Tag Archives: Dame Julian

Dame Julian and the nut

When the great English mystic Julian of Norwich (1342-1416) was 30 years old, she contracted a grave illness and came so near to death that she received the last rites. At the end of her illness she had several visions, or “showings”, that she understood to have come from God. She spent the next 20 years reflecting on these visions and writing down what she had learned from them. Perhaps, the most famous of those showings is this one:

“And he showed me a little thing, the size of a hazel nut, that seemed to lie in the palm of my hand. It was as round as any ball. I looked upon it with the eye of my understanding, and thought, ‘What may this be?’ And the answer came, ‘It is everything that is made.’ I wondered how it could last, for I thought it might suddenly have fallen into nothing, so little was it. And I was answered in my understanding: It lasts, and will for ever, because God loves it. And so have all things their beginning by the love of God. In this little thing I saw three properties. The first is that God made it. The second that God loves it. And the third, that God keeps it…” (1st Revelation)

Seeing the fragile thing in the palm of her hand, Julian wondered how it could last. She had reason to wonder if the world she knew might fall into nothing. As a child she lived through the Black Death, the plague that decimated Europe from 1348 – 1351. Nearly half of her city of Norwich died in a three-year span, and she herself nearly died from serious illness.

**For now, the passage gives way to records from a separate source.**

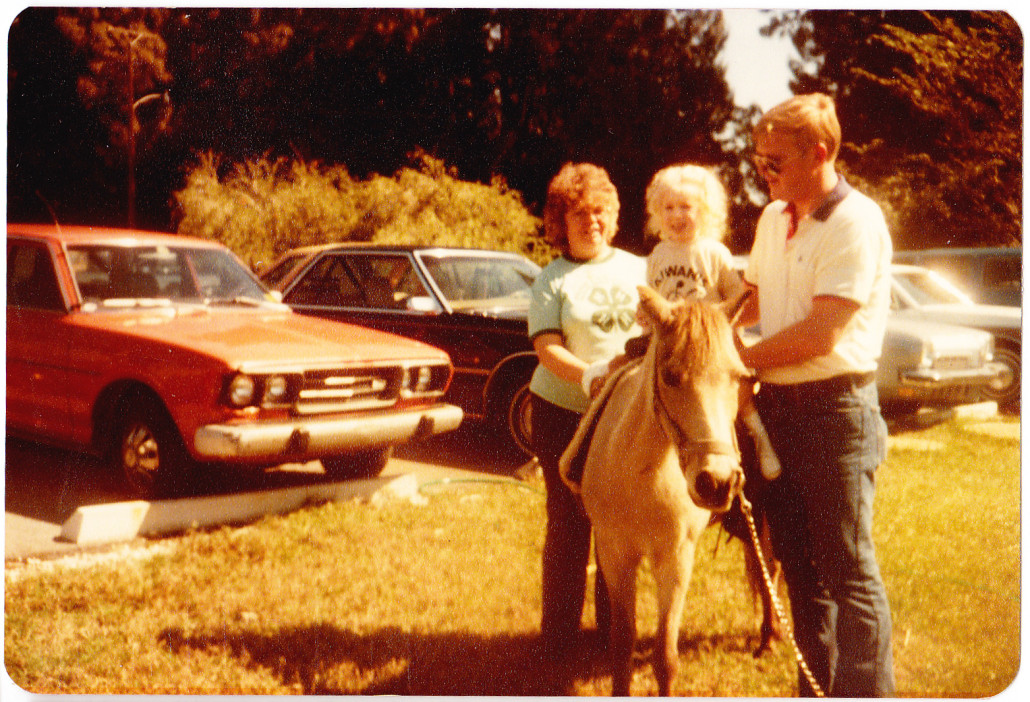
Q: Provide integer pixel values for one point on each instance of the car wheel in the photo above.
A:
(517, 418)
(1005, 391)
(149, 455)
(357, 465)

Sometimes our own lives seem so tenuous they might dissolve into nothing. It might be serious illness. It might be job or economic problems. It might be family or relationship difficulties. It might be doubts about faith or uncertainty about love or our competency or our worthiness. Whatever the cause, life can seem uncertain and our hold on it unsure. Our hold on ourselves and on God can seem tenuous and uncertain. Julian of Norwich found her comfort, not in grasping and clinging to the ephemeral littleness of created reality, but in uniting herself to the abiding love and joy of the uncreated God.